Athena Young Professional Leadership Award nominees: Therese Hickok, Hadar Borden
blog by Sarah Burke • November 05, 2012 @ 10:25am
Welcome to Buffalo.com’s 2012 Athena Young Professional Leadership Awards nominee series. Over the next four days, we are going to introduce you to the eight women nominated for one of Western New York’s top honors.
Therese Hickok: senior marketing manager, Uniland
With the primary role as a spokesperson for Uniland, Therese Hickok handles several responsibilities as senior marketing manager of a company that covers more than six million square feet of properties in Buffalo and Rochester.
“I handle all of our media interviews and formal announcements, media relations, crisis planning and crisis communication, strategic planning and marketing planning,” she said.
Hickok also works closely with vice president of marketing and business development, Carl Montante Jr., to market available properties for lease and development, while “at the same time, always thinking about the Uniland brand,” she explained.
“The reputation and credibility of our brand is very strong in the Buffalo-Niagara region,” Hickok continued. “Uniland has been in business for over 38 years and has built a very, very strong reputation in the community, and it’s our job to make sure that that brand is always protected.”
Prior to Hickok’s two-and-a-half years with Uniland, Hickok began her career in broadcasting. She eventually transitioned to public relations and marketing after earning a master’s degree in public relations management from Buffalo State College.
“I’ve always been someone who enjoyed communicating, whether that was with the written word or the spoken word,” Hickok said.“I always knew that I wanted to use those skills.”
Hickok discussed essential qualities for success in a leadership role, “You have to be a good listener and you have to be able to make decisions quickly and effectively,” she said. “Always keep in mind that you are representing the organization that you work for at all times.”
She emphasized community involvement and volunteerism as necessary for anyone looking to carve out a career in Western New York.
“It’s not just about the job you perform,” Hickok said, “it’s about having a deep understanding of both the people you work for, the people that work for you and with you and the community you serve.”
That involvement should continue throughout one’s career as well, Hickok advised. Although advancing a career comes with less free time, “you hone in on the organizations that you feel you can make the most impact being the volunteer of—you may have to choose two, or even one that you can give 150 percent of your time to.”
Hickok encourages young professionals to “take risks and always professionally speak your mind—when you’re in meetings and there are questions posed, don’t be afraid to share your perspective because that diversity at the table that that young professional brings is what shapes the future of our industry in Western New York.”
Hadar Borden: administrative director of undergraduate academies, University at Buffalo
Hadar Borden remarked in a recent telephone interview that her professional life has brought her full circle—after studying at the University at Buffalo to earn degrees in geography and international trade, Borden has spent the past decade serving her alma mater.
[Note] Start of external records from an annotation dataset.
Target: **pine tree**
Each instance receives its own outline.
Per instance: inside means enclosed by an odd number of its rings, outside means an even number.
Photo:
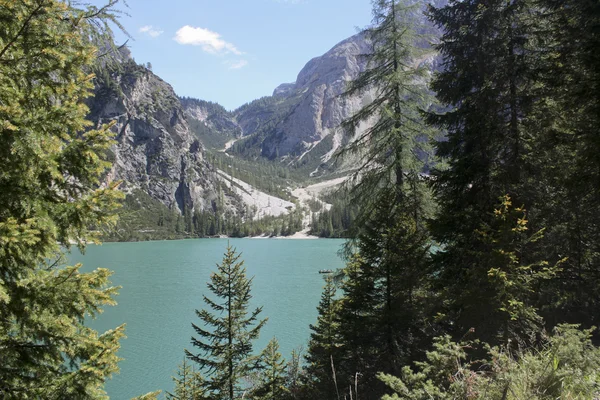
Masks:
[[[85,325],[118,288],[111,272],[64,266],[95,240],[120,194],[102,185],[109,126],[90,129],[97,49],[115,19],[57,0],[0,1],[0,397],[104,398],[124,326]]]
[[[286,384],[287,364],[279,352],[279,342],[273,338],[260,355],[259,382],[253,390],[255,400],[283,400],[288,393]]]
[[[361,398],[379,398],[384,387],[377,373],[399,373],[420,358],[432,335],[430,238],[404,205],[396,203],[394,190],[380,195],[342,284],[338,370],[346,386],[358,386]]]
[[[540,179],[534,173],[540,137],[528,129],[535,86],[531,11],[527,0],[494,0],[451,1],[431,12],[444,32],[438,46],[444,69],[432,87],[451,107],[430,116],[447,131],[437,154],[448,168],[434,173],[441,207],[432,228],[442,245],[435,276],[444,293],[441,313],[455,337],[474,327],[478,335],[489,334],[481,339],[497,340],[486,311],[494,309],[496,288],[487,283],[488,268],[479,259],[487,247],[478,234],[493,225],[497,199],[508,194],[536,214],[536,196],[528,189]],[[541,228],[535,218],[532,226]],[[537,256],[525,255],[531,258],[526,262]]]
[[[340,361],[340,334],[338,322],[339,303],[335,298],[336,287],[333,277],[325,277],[325,287],[317,310],[316,325],[310,325],[310,340],[305,355],[304,385],[313,398],[335,399],[337,382],[333,377],[332,363]]]
[[[373,25],[364,32],[373,52],[367,56],[367,69],[344,93],[371,93],[374,97],[342,123],[354,134],[361,123],[374,121],[338,154],[360,160],[353,182],[359,184],[352,190],[355,201],[361,204],[357,226],[368,218],[381,189],[395,187],[398,199],[404,196],[405,177],[418,175],[424,166],[419,157],[429,153],[431,131],[421,118],[429,99],[424,83],[427,68],[417,61],[427,52],[416,47],[419,12],[417,5],[404,1],[373,2]]]
[[[600,323],[600,6],[586,0],[537,4],[535,129],[545,132],[538,157],[547,177],[534,186],[547,227],[539,251],[552,262],[566,257],[541,291],[542,313],[550,327],[564,321],[589,327]]]
[[[189,359],[200,365],[206,375],[203,388],[214,399],[242,397],[243,379],[257,368],[252,341],[267,321],[258,320],[262,307],[248,312],[252,279],[246,278],[240,257],[235,249],[227,246],[222,263],[217,265],[217,271],[207,283],[216,299],[203,296],[208,309],[196,310],[202,324],[192,323],[199,337],[192,337],[191,343],[200,353],[185,351]]]
[[[203,388],[202,374],[190,366],[185,357],[177,370],[177,376],[173,377],[173,382],[175,382],[175,390],[174,393],[167,392],[168,400],[204,400],[207,398]]]

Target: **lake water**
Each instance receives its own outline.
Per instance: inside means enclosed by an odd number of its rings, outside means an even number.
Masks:
[[[324,285],[319,269],[343,266],[337,251],[342,240],[230,239],[242,252],[248,277],[254,276],[252,306],[263,306],[267,325],[255,342],[259,351],[276,336],[287,358],[306,346],[309,324],[317,317]],[[171,376],[194,335],[194,310],[204,307],[206,282],[220,263],[227,239],[198,239],[89,246],[84,256],[74,252],[71,263],[84,271],[105,267],[115,271],[112,283],[123,288],[118,305],[107,307],[90,325],[100,332],[127,324],[121,341],[120,374],[106,384],[112,399],[161,389],[172,391]]]

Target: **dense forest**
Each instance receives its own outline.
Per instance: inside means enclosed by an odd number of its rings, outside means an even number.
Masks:
[[[425,9],[439,40],[413,3],[373,1],[373,51],[347,95],[377,96],[343,128],[377,122],[338,155],[360,160],[353,185],[312,221],[351,240],[306,352],[255,351],[268,322],[229,247],[167,398],[600,398],[600,3],[450,0]],[[63,257],[133,201],[104,179],[111,125],[86,120],[115,5],[0,0],[5,399],[103,399],[118,371],[124,326],[84,323],[114,304],[111,272]],[[416,62],[423,43],[438,70]],[[134,203],[200,236],[241,226]]]

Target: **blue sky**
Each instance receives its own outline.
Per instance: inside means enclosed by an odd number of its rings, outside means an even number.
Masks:
[[[138,63],[178,95],[227,109],[293,82],[304,64],[371,21],[369,0],[127,0]],[[117,35],[117,40],[123,40]]]

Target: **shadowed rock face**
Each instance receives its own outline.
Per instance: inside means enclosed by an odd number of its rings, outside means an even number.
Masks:
[[[345,118],[358,110],[360,99],[339,96],[348,81],[364,70],[364,55],[369,51],[363,35],[352,36],[323,56],[310,60],[295,83],[277,87],[272,103],[286,103],[287,110],[280,113],[279,120],[274,121],[273,128],[266,133],[262,154],[268,158],[300,155],[332,134]],[[238,120],[243,121],[242,128],[250,128],[244,129],[244,135],[253,134],[261,120],[269,119],[266,112],[267,107],[236,111]]]
[[[204,159],[204,149],[190,132],[170,85],[126,60],[121,71],[99,80],[90,109],[92,121],[116,122],[108,178],[122,180],[125,192],[142,189],[182,213],[212,207],[216,172]]]

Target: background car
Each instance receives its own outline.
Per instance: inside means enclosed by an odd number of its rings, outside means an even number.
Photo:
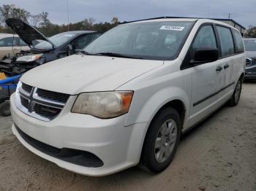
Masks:
[[[10,18],[6,23],[31,47],[11,59],[1,61],[0,71],[8,77],[23,74],[45,63],[75,54],[101,35],[101,33],[93,31],[75,31],[48,38],[20,19]]]
[[[29,49],[30,47],[17,34],[0,34],[0,59],[5,55],[14,55],[21,50]]]
[[[256,38],[244,39],[246,66],[245,79],[256,79]]]

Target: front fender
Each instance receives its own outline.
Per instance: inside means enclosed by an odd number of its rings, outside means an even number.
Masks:
[[[149,91],[152,93],[143,93],[143,90],[135,92],[134,101],[132,102],[131,108],[129,111],[126,126],[138,122],[146,122],[150,123],[157,112],[164,105],[174,100],[179,100],[184,104],[185,107],[184,126],[187,125],[187,122],[186,119],[188,114],[188,109],[187,109],[189,101],[188,94],[184,90],[177,87],[168,87],[156,91],[154,91],[152,87]]]

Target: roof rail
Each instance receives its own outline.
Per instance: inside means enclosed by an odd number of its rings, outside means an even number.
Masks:
[[[238,23],[236,22],[233,19],[225,19],[225,18],[204,18],[204,17],[170,17],[170,16],[163,16],[163,17],[152,17],[152,18],[147,18],[147,19],[141,19],[141,20],[131,20],[131,21],[124,21],[123,23],[120,23],[119,24],[126,24],[129,23],[134,23],[138,21],[143,21],[143,20],[156,20],[156,19],[162,19],[162,18],[194,18],[194,19],[211,19],[215,20],[230,20],[233,22],[238,26],[240,26],[244,29],[246,29],[246,28],[241,25],[240,25]]]

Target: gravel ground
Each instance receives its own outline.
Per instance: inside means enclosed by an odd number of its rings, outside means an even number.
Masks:
[[[223,106],[182,137],[171,165],[88,177],[23,147],[11,117],[0,117],[0,190],[256,190],[256,83],[244,83],[236,107]]]

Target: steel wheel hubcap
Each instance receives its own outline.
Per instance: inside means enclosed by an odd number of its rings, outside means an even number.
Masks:
[[[168,159],[176,139],[177,125],[173,120],[169,119],[161,125],[156,139],[154,156],[158,163],[164,163]]]
[[[240,91],[241,91],[241,82],[238,81],[238,83],[237,84],[236,87],[236,90],[235,90],[235,101],[237,103],[239,99],[239,96],[240,96]]]

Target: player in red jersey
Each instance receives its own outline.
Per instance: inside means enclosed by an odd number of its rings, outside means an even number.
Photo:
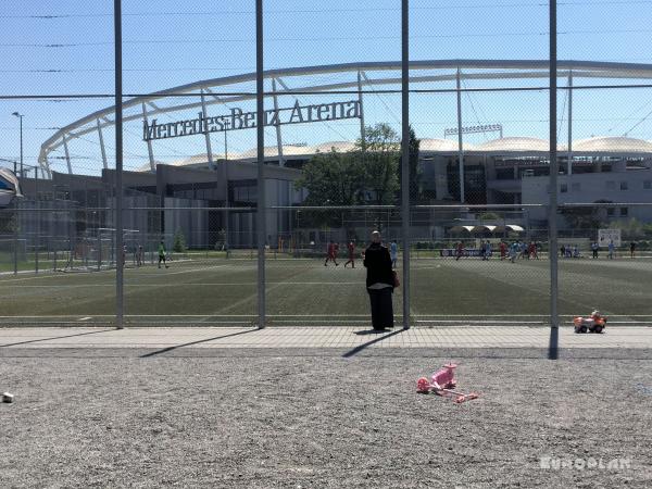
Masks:
[[[355,268],[355,243],[353,240],[347,244],[347,249],[349,250],[349,261],[344,263],[344,268],[349,263],[351,264],[351,268]]]
[[[339,247],[334,243],[333,241],[328,241],[328,254],[326,255],[326,261],[324,262],[324,266],[328,266],[328,261],[333,260],[333,263],[335,263],[335,266],[339,266],[339,263],[337,263],[337,249]]]

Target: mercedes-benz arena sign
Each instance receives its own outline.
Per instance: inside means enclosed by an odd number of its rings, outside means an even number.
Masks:
[[[350,100],[348,102],[319,103],[316,105],[300,105],[287,109],[272,109],[263,113],[265,126],[279,126],[286,124],[303,124],[311,122],[338,121],[342,118],[359,118],[360,102]],[[234,108],[227,115],[206,117],[199,112],[197,118],[175,121],[159,124],[156,120],[142,123],[142,139],[176,138],[180,136],[193,136],[205,133],[223,133],[225,130],[252,129],[256,126],[255,112],[242,112],[242,109]]]

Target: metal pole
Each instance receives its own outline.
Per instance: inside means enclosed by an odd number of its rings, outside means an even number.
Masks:
[[[568,72],[568,175],[573,175],[573,70]]]
[[[364,151],[365,146],[365,128],[364,128],[364,110],[362,105],[362,73],[358,71],[358,103],[360,103],[360,141],[362,143],[362,150]]]
[[[258,136],[258,306],[259,328],[265,327],[265,133],[263,98],[263,0],[255,0],[255,100]]]
[[[202,129],[204,139],[206,140],[206,159],[209,161],[209,168],[215,170],[215,162],[213,161],[213,148],[211,147],[211,133],[209,133],[209,125],[205,122],[209,117],[209,113],[206,112],[206,98],[204,96],[203,88],[201,89],[201,112],[204,116],[204,127],[202,127]]]
[[[457,67],[457,159],[460,160],[460,203],[466,200],[464,196],[464,149],[462,147],[462,88],[461,73]]]
[[[148,124],[147,108],[145,106],[145,102],[142,102],[142,121],[145,122],[146,125]],[[156,163],[154,162],[154,150],[152,149],[152,140],[151,139],[147,140],[147,154],[148,154],[149,161],[150,161],[150,170],[152,171],[152,173],[154,173],[156,171]]]
[[[98,136],[100,137],[100,150],[102,151],[102,165],[104,170],[109,167],[109,162],[106,161],[106,150],[104,148],[104,136],[102,135],[102,126],[100,125],[100,120],[98,118]]]
[[[14,199],[14,275],[18,274],[18,223],[21,222],[18,205],[18,199]]]
[[[550,1],[550,209],[549,224],[550,233],[550,342],[548,346],[548,358],[556,360],[559,344],[559,316],[557,316],[557,173],[559,162],[556,154],[556,0]]]
[[[278,114],[278,97],[276,96],[276,78],[272,78],[272,92],[274,93],[274,112]],[[276,148],[278,149],[278,166],[285,166],[283,158],[283,137],[280,134],[280,124],[276,123]]]
[[[38,166],[34,168],[34,193],[36,196],[36,244],[34,248],[34,267],[38,274],[38,247],[40,244],[40,200],[38,198]]]
[[[67,140],[65,139],[65,136],[63,137],[63,151],[65,153],[65,162],[67,163],[68,175],[72,175],[73,174],[73,165],[71,164],[71,153],[68,152],[68,149],[67,149]]]
[[[115,326],[124,328],[123,324],[123,293],[124,293],[124,263],[123,263],[123,100],[122,100],[122,0],[113,1],[113,22],[115,28],[115,247],[117,248],[117,264],[115,271]]]
[[[23,115],[20,116],[21,120],[21,178],[25,177],[23,173]]]
[[[410,0],[401,1],[401,234],[403,242],[403,328],[410,328]]]

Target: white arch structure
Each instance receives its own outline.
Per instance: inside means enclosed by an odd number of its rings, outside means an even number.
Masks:
[[[426,60],[411,61],[411,90],[418,91],[419,89],[428,91],[464,91],[461,88],[460,82],[464,79],[474,80],[491,80],[491,79],[548,79],[549,78],[549,61],[548,60]],[[443,73],[427,73],[428,71],[442,71]],[[401,62],[364,62],[364,63],[346,63],[330,64],[318,66],[292,67],[284,70],[271,70],[264,72],[264,79],[271,82],[272,90],[265,92],[265,97],[276,98],[283,95],[304,95],[310,93],[356,93],[360,100],[364,93],[369,92],[363,90],[363,85],[372,89],[387,85],[400,86],[401,84]],[[316,75],[338,75],[343,80],[338,83],[302,83],[306,77]],[[247,73],[242,75],[226,76],[221,78],[205,79],[195,82],[187,85],[177,86],[166,90],[161,90],[148,95],[133,97],[124,102],[125,115],[124,122],[128,121],[146,121],[149,117],[164,113],[174,113],[183,110],[198,109],[204,113],[208,106],[228,104],[243,100],[254,100],[256,97],[255,90],[225,90],[225,87],[234,87],[239,84],[254,83],[256,74]],[[574,85],[578,79],[652,79],[652,64],[639,63],[614,63],[614,62],[598,62],[598,61],[557,61],[557,77],[566,78],[567,86],[561,86],[560,89],[567,88],[569,97],[573,89],[581,88]],[[298,82],[293,87],[290,87],[292,79]],[[456,89],[438,89],[429,85],[427,88],[423,84],[432,84],[440,82],[455,80]],[[323,82],[323,80],[322,80]],[[590,84],[589,84],[590,85]],[[648,86],[645,84],[645,86]],[[421,87],[421,88],[419,88]],[[541,87],[535,88],[514,88],[510,89],[546,89],[547,83]],[[507,89],[507,88],[505,88]],[[487,90],[491,90],[488,88]],[[184,97],[186,96],[186,97]],[[195,100],[188,101],[188,97],[193,97]],[[460,98],[457,98],[460,99]],[[459,102],[460,103],[460,102]],[[569,113],[568,121],[572,121],[572,104],[568,104]],[[459,111],[460,112],[460,111]],[[113,118],[114,106],[108,106],[100,111],[88,114],[65,127],[62,127],[48,138],[42,145],[39,153],[39,163],[41,168],[48,174],[50,165],[48,155],[63,147],[65,159],[67,162],[68,173],[72,173],[72,165],[67,151],[67,143],[77,137],[87,134],[97,134],[98,142],[101,147],[101,156],[103,166],[108,167],[106,151],[104,147],[104,138],[102,130],[115,124]],[[461,116],[459,116],[460,118]],[[461,121],[457,121],[461,126]],[[572,125],[569,124],[569,127]],[[364,131],[364,115],[361,116],[361,131]],[[570,131],[569,131],[570,133]],[[570,141],[570,134],[568,135]],[[278,154],[283,160],[283,142],[280,139],[280,126],[277,126],[277,143]],[[150,166],[155,168],[155,161],[151,141],[148,145]],[[460,148],[462,156],[462,148]],[[567,148],[570,152],[572,148]],[[206,154],[211,159],[210,138],[206,137]],[[212,165],[212,161],[209,161]]]

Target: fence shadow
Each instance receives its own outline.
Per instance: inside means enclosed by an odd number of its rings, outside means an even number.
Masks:
[[[155,356],[155,355],[160,355],[163,353],[167,353],[170,351],[176,350],[177,348],[191,347],[193,344],[205,343],[205,342],[213,341],[216,339],[222,339],[222,338],[230,338],[231,336],[247,335],[249,333],[254,333],[254,331],[260,331],[260,329],[259,328],[248,329],[247,331],[231,333],[229,335],[222,335],[222,336],[215,336],[213,338],[205,338],[205,339],[201,339],[201,340],[197,340],[197,341],[190,341],[189,343],[175,344],[173,347],[163,348],[162,350],[156,350],[156,351],[146,353],[143,355],[140,355],[140,358],[148,359],[150,356]]]
[[[392,336],[396,335],[400,335],[401,333],[403,333],[405,329],[398,329],[396,331],[389,333],[387,335],[383,335],[380,337],[374,338],[371,341],[367,341],[366,343],[362,343],[359,344],[358,347],[355,347],[353,350],[348,351],[347,353],[344,353],[342,356],[344,359],[349,359],[353,355],[356,355],[358,353],[360,353],[362,350],[364,350],[365,348],[371,347],[372,344],[378,343],[383,340],[386,340],[387,338],[390,338]],[[375,331],[375,330],[364,330],[364,331],[355,331],[356,335],[373,335],[373,334],[378,334],[378,333],[383,333],[383,331]]]

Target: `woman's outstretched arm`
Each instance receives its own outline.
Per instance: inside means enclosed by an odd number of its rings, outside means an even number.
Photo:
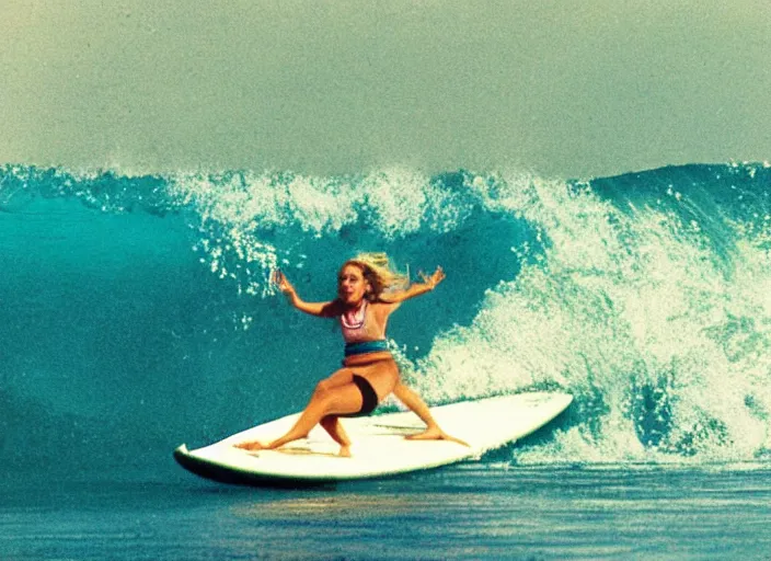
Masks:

She is currently the administrative director of undergraduate academies, a position she has held for the past four years after working in the UB Office of Financial Aid for six years, the UB Office of Admissions for two years and the University Honors College as an academic advisor, Borden’s experiences on campus have left her well-prepared to serve as a leader in the university.
Before returning to the academic setting, Borden put her UB education to work by pursuing a career in the business field. Although the corporate and educational areas have their share of differences, Borden explained, “My background in geography really helped me to think about our world in a more critical view and open my eyes to the various challenges that are out there. That has helped me in the position that I’m in today.”
Her position as an academic director entails different tasks on any given day, but her main responsibility is to “work with our faculty academic directors to offer an opportunity for students, faculty and staff to interact through our Living and Learning community.”
Borden described the Living and Learning program in the undergraduate academies as “focused on five different themes: civic engagement, entrepreneurship, global perspective, research exploration and sustainability. These are themes that students are interested in, and we help them figure out a way that they can weave them into their academic majors to help them become more competitive as they pursue their undergraduate degrees, but also as they become global citizens.”
A career in academia comes with many rewards. For Borden, it’s “helping students identify what their interests are and helping them meet those goals that they’ve set for themselves. Having students indicate that they’re interested in research and then, down the road, finding out that they have done research and they’ve developed a relationship with a faculty member as a mentor and that’s opened doors for them—that’s the most rewarding.”
Borden offered advice for young professionals: “I always say to accept everything. Challenge yourself. Lead by example. Get involved and talk to people.”